With the end of the session in sight, the Legislature’s Appropriations Committee had hoped to wrap up work on a two-year state budget next week. But Gov. Paul LePage has just handed them an extra assignment, in the form of a 133-page change package. It contains several major proposals that lawmakers are just now seeing for the first time.
Usually, a change package fixes mistakes in a budget plan, and may have one or two new initiatives. But the LePage document is more sweeping: It proposes only partial funding for state aid to county jails, for the Downeast Correctional Center and indigent legal services, and calls for studies to be done on all three issues. The administration would report those findings to the Legislature just two weeks before the funding for the programs would run out.
Republican state Sen. Roger Katz of Augusta says that’s not an acceptable way to manage legal services for the poor, which he says are a constitutional responsibility. He says at a minimum, the state needs to fund the program for a full two years and appropriate money to pay bills already owed.
“We will appropriate money for the rest of this fiscal year through June 30, because lawyers are now working and not getting paid, and secondly we will fund it at whatever level we believe is appropriate for the entire biennium to fulfill this constitutional responsibility,” he says.
Others on the committee say that funding for county jails and the Downeast Correctional Center should to be appropriated, even if the Legislature changes its plans for either next year.
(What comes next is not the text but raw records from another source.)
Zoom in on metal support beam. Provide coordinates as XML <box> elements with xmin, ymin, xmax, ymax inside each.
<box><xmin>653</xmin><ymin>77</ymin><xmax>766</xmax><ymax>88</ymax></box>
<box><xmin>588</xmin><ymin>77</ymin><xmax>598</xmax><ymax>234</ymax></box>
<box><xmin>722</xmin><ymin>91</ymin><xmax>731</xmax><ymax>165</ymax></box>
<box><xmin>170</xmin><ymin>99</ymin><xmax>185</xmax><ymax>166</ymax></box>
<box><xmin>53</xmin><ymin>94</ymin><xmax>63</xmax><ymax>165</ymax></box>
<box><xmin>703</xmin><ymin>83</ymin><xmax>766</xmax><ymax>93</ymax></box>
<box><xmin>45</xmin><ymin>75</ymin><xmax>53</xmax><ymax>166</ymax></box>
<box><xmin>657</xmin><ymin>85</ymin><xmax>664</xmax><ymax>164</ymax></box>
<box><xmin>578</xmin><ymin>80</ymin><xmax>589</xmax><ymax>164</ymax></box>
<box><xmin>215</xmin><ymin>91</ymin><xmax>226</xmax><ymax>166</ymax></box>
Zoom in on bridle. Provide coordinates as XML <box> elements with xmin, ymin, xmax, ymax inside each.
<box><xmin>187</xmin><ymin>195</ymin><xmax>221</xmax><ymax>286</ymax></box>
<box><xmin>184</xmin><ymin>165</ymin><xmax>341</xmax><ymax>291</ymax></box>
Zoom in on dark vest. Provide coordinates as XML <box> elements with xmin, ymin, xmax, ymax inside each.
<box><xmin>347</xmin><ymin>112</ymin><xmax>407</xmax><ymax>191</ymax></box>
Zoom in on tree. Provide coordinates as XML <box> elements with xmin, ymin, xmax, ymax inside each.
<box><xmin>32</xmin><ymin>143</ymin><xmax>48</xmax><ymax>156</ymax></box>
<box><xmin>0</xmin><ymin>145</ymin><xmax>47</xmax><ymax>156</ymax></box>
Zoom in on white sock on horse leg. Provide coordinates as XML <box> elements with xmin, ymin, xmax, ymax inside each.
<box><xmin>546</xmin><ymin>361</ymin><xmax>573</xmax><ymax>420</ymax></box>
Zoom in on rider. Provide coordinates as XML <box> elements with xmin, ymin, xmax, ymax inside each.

The governor’s change package also proposes to allow more charter schools and to shift money from general purpose aid to local schools to the university or community college systems. He wants that money to pay for the cost of remedial courses for students who are attending a university or community college.
Democratic state Rep. Drew Gattine of Westbrook, who co-chairs the committee, says such major policy shifts do not belong in a change package.
“I don’t think it is really very reasonable to expect that the Appropriations and Financial Affairs Committee is the right committee to be looking at that, and certainly not the right committee to looking at something that makes such fundamental changes in education policy,” he says.
Several committee members expressed concerns about even trying to consider adding such proposals to a budget that is already chock full of controversy. Some big basic issues, such as the overall level of school funding and taxes to pay for schools and other programs, are far from settled, and current funding for state government runs out at the end of June.